Years passed, and so did Grandmother Sparks. Eventually Grandpa reached her 90s. On a shopping trip in town, I instinctively reached for her arm as we faced a steep set of steps.

She quickly pulled her arm away.  

“Grandpa, why don’t you let me help you?” I asked.

“You once told me you’d never help me down the stairs because it meant I was near death, and you couldn’t bear it,” she reminded me.

I smiled, remembering the moment when I first learned even giants fall to time. Grandpa lived another six years before climbing the staircase to heaven.

Last holiday season, I was talking with my college-aged granddaughter and her Aunt Amy. Amy asked if I thought I’d live as long as Grandpa.

“I doubt it,” I said, “but I’d like to live as long as my father.”

“How old was he when he died?” my granddaughter Avery asked.

“Eighty-five.”

Avery’s eyes widened as she quickly did the math and realized that wasn’t too many years away. 

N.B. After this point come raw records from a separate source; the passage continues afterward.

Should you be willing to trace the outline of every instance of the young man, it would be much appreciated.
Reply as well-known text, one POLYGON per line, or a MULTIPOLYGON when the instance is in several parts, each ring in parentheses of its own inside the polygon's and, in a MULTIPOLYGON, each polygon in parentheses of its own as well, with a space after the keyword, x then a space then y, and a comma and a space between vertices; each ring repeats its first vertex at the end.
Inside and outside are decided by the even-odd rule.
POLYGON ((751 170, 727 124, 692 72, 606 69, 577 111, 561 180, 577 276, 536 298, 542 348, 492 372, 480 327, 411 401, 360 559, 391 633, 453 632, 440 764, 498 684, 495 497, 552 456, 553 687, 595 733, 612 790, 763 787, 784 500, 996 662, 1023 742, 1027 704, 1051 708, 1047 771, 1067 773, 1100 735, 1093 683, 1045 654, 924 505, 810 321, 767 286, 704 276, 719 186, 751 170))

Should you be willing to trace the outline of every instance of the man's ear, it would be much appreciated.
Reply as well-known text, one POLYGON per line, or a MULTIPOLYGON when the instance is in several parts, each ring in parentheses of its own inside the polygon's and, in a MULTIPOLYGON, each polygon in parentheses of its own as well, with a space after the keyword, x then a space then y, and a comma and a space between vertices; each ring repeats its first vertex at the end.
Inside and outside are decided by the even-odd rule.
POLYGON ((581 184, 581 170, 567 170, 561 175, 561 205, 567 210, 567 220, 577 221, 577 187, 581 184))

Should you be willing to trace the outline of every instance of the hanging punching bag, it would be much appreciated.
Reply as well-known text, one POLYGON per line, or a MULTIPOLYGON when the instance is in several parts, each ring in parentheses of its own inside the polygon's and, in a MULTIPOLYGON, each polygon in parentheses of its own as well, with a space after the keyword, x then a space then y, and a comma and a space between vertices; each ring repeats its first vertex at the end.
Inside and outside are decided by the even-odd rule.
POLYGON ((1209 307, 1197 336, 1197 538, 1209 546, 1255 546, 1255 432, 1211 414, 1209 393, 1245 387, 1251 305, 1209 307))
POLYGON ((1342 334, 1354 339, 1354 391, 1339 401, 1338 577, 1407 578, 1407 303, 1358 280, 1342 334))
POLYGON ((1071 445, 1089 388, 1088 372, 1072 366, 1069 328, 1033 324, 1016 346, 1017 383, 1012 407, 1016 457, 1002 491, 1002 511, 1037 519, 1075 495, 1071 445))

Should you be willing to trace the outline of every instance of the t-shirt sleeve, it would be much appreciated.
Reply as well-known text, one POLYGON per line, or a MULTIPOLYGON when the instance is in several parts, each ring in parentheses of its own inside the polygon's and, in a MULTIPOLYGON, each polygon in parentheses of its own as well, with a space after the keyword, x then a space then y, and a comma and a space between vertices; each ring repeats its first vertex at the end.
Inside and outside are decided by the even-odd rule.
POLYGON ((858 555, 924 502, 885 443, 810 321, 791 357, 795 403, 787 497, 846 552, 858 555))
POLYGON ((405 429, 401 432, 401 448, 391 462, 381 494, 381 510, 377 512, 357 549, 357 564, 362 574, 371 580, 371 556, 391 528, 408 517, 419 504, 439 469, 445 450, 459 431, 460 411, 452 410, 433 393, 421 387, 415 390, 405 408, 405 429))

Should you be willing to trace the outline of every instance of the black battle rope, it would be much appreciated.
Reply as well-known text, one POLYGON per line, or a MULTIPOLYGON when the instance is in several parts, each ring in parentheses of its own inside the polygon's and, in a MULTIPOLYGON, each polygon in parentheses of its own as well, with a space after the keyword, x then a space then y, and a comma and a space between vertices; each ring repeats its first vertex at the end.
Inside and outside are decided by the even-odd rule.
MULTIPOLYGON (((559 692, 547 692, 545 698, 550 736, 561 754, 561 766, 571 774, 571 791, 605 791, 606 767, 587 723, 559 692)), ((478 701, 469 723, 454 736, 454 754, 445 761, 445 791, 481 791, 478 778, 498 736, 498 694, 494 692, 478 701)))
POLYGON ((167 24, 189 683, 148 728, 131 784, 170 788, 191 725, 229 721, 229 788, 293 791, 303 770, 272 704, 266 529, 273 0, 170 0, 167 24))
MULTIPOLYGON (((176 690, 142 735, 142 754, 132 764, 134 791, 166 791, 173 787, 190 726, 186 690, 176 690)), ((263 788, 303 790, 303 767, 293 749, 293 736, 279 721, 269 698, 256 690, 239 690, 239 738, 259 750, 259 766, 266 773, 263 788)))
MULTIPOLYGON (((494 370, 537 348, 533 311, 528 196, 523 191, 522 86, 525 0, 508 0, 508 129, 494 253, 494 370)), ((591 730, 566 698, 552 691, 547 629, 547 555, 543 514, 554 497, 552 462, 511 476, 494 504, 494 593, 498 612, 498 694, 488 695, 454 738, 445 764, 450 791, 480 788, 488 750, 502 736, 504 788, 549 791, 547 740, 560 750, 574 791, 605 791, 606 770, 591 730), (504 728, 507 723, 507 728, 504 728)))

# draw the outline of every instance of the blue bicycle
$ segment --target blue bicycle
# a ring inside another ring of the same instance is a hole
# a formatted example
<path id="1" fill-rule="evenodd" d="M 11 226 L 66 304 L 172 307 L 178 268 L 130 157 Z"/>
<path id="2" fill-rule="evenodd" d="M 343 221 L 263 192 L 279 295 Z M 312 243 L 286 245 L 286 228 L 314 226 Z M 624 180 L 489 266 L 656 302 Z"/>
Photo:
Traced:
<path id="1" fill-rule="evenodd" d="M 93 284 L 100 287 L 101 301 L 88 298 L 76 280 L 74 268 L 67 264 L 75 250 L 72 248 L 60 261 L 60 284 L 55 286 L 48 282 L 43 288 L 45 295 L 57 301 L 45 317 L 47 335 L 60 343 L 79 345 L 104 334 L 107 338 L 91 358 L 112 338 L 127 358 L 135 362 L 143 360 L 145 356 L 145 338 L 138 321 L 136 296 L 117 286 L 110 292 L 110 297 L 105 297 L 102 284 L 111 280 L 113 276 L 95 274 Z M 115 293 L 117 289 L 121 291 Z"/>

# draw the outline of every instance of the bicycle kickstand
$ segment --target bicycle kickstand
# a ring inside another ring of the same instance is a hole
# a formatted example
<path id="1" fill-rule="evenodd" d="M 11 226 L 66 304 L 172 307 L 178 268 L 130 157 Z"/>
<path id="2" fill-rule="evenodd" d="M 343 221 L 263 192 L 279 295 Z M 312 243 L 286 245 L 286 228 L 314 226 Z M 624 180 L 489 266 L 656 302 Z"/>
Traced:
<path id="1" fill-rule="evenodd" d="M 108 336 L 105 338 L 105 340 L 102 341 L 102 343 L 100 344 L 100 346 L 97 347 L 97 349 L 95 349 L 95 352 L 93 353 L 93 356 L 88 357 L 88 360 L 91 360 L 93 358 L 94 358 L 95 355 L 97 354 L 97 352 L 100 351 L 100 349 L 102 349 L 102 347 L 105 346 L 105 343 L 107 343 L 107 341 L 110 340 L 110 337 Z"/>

“Grandma, that can’t happen! I need you to be here when I have children!”

In that moment she realized what I once did—that my life would eventually end.

When we love someone deeply, it’s hard to imagine the day their voices fall silent, their embrace is gone and we’re left to climb life’s staircase alone. Yet life teaches us to appreciate the sagging porches, the wobbly rockers, and the people who sit in them.

The real question is not how long we live, but how we navigate life: Do we cherish the beauty of everyday moments? Do we leave stories worth retelling? Do we ask for support when the steps grow steep?

Death is certain, but life is choice. If we live each day as if it were our last, tomorrow—if we’re given it—will surely be better.